The Fight Against Obstetric and Gynecological Violence from a Latin American Perspective

Published

CONSTANZA EVANS
COMMISSIONED AND EDITED BY LISSELL QUIROZ
TRANSLATED FROM SPANISH BY VALENTINA SARMIENTO CRUZ

Evans Funambulist 1
Citizen collective “Mi Parto Mi Decisión” (“My Birth, My Decision”) during the November 26, 2024 protest in Lima against violence against women. / Photo by Franchesca Chacón.

Lissell Quiroz: The Funambulist is a magazine that covers a wide range of topics. In its 10 years of existence, it has not addressed issues related to sexual and reproductive health. That is why I am proposing this article by Constanza Evans, philosopher, producer of the podcast “Ma(más)” and co-founder of the collective “Mi parto mi decisión en Perú” (My birth, my decision in Peru), which covers the fights against obstetric and gynecological violence. I found it particularly interesting, given that people in Latin America are pioneers in the debate and mobilization against this form of violence, which has already been incorporated into the legislation of some countries in the region.

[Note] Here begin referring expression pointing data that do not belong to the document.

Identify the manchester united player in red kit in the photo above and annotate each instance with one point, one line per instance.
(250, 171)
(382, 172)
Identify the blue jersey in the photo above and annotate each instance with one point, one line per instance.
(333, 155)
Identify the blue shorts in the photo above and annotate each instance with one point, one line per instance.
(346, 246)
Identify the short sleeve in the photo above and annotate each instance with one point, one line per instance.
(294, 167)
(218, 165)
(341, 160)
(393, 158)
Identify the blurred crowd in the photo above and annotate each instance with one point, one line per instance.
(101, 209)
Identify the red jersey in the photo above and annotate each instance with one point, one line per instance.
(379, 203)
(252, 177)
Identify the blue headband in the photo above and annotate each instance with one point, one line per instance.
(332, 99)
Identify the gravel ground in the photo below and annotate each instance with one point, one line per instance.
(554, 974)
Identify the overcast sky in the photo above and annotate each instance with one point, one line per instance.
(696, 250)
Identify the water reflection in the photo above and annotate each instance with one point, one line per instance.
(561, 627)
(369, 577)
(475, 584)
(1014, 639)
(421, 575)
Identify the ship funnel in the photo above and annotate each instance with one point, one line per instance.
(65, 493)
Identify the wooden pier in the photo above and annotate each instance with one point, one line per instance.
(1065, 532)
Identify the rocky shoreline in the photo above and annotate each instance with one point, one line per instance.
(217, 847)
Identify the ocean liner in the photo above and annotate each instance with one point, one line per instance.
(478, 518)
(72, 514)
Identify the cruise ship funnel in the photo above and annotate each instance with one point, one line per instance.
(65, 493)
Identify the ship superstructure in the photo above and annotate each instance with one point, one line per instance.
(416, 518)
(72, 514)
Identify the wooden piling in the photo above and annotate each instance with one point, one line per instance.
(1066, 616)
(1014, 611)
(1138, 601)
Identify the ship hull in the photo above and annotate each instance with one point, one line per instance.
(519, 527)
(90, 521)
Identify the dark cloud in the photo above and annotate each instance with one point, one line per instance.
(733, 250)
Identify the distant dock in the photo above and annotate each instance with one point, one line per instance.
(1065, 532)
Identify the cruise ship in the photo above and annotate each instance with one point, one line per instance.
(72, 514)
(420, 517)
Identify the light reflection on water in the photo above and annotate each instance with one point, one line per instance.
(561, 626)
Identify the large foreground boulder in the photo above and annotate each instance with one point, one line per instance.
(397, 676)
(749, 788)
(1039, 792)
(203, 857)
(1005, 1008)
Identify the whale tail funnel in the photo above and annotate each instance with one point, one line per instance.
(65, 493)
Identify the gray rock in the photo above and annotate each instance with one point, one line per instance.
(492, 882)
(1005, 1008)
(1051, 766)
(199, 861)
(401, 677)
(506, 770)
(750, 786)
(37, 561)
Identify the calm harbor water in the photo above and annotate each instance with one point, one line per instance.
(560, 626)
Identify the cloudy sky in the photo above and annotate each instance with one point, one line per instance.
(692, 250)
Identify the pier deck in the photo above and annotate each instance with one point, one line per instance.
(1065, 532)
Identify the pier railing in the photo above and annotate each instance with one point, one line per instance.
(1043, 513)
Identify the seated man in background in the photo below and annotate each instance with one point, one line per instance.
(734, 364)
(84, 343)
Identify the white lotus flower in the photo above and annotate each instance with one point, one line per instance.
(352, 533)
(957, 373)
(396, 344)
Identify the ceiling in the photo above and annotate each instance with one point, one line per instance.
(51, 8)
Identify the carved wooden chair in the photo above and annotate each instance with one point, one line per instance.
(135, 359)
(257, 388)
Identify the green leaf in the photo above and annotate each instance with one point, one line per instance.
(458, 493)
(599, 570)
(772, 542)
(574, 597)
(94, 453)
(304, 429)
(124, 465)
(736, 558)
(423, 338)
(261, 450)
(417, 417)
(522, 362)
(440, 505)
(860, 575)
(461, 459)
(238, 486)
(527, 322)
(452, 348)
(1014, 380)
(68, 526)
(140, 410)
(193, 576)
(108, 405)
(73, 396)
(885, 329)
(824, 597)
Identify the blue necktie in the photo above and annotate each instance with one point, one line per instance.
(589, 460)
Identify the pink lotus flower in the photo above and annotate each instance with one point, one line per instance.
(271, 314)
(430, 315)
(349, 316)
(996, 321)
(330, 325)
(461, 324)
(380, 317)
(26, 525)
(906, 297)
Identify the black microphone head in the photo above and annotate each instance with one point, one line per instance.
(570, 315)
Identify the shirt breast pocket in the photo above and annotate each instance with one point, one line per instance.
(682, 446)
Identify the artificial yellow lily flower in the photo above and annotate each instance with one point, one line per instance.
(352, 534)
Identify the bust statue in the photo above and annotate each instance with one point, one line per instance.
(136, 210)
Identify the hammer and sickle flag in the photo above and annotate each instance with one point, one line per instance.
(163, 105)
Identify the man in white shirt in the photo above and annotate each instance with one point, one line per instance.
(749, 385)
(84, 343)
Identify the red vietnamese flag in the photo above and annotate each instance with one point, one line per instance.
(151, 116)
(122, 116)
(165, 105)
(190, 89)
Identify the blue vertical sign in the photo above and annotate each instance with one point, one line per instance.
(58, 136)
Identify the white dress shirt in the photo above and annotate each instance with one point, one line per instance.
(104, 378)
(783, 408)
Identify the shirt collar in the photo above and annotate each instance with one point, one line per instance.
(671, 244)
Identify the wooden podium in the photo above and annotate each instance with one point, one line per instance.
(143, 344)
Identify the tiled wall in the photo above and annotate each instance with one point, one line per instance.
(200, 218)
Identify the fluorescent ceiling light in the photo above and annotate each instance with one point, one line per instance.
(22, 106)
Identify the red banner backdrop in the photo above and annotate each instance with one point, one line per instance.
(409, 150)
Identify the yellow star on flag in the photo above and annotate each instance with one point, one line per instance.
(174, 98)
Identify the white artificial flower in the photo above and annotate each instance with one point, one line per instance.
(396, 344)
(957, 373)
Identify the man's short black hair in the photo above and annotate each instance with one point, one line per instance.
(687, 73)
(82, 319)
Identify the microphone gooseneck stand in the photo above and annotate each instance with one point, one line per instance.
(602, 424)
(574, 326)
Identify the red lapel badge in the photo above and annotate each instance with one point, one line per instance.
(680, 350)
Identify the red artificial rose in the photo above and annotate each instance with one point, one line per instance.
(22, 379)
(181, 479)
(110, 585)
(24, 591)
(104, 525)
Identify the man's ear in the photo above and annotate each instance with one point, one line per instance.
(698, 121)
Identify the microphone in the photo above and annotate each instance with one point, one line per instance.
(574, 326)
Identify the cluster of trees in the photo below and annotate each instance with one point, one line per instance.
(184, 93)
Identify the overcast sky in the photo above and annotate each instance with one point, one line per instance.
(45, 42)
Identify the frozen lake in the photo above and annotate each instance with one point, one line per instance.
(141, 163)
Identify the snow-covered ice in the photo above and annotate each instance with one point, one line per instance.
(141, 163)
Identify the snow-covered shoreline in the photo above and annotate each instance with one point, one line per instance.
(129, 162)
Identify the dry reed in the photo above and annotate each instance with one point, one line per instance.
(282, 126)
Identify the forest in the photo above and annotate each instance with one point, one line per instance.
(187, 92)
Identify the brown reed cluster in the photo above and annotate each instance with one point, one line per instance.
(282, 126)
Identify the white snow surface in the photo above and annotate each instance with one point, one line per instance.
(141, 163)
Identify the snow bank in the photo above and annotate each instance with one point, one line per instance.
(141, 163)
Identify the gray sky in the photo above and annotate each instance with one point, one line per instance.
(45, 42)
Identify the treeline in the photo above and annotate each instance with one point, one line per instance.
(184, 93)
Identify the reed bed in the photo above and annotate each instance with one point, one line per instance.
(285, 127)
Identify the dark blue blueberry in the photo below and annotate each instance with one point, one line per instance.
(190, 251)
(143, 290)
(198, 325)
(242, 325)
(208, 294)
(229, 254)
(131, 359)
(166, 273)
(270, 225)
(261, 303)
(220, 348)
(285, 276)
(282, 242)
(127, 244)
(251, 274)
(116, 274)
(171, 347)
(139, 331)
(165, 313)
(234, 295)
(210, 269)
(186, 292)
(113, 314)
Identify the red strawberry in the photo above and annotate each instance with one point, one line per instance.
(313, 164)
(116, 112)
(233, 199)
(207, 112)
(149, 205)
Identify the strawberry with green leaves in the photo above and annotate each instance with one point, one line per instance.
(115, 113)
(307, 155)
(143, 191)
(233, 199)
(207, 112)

Far from the universal health coverage systems that exist in many countries in the global north, childbirth in Peru and other countries in the region is experienced in a wide array of situations, where all elements may shift and vary: from infrastructure and equipment to the personnel attending the birth, their qualifications, and their philosophy. In this mosaic of care, the decisive element is the user’s pocketbook. Thus, depending on her economic situation, sociocultural background, and geography, each woman is directed toward a very different model of childbirth care. The wealthiest socioeconomic classes tend to seek care in clinics, where hierarchies of institutional and social prestige are also in place. In these spaces, unnecessary interventions during childbirth (i.e., without real medical justification) are frequent, especially cesarean sections, whose rate exceeds 70% in the Peruvian private sector (when the WHO recommends a maximum of 21%).

The public system, on the other hand, is organized into facilities with different levels of capacity, where pregnant people (cis women, trans men, non-binary, and intersex people) covered by social health insurance are cared for and, in most cases, cannot choose which facility they will be cared in. In this system, users are subject to strict protocols for hospital space management, where there is little or no room for privacy, pain management, the presence of a family member or friend, or even physical movement. In these spaces, the autonomy of the pregnant person is minimal, and decisions during childbirth are made based on protocols and equipment, thus exercising strict control over the body.

In remote rural contexts, where public services are more limited, there is also support from traditional midwives, who perform their practice outside the health system and often fear persecution and reprisals—both for the pregnant person and for the midwife.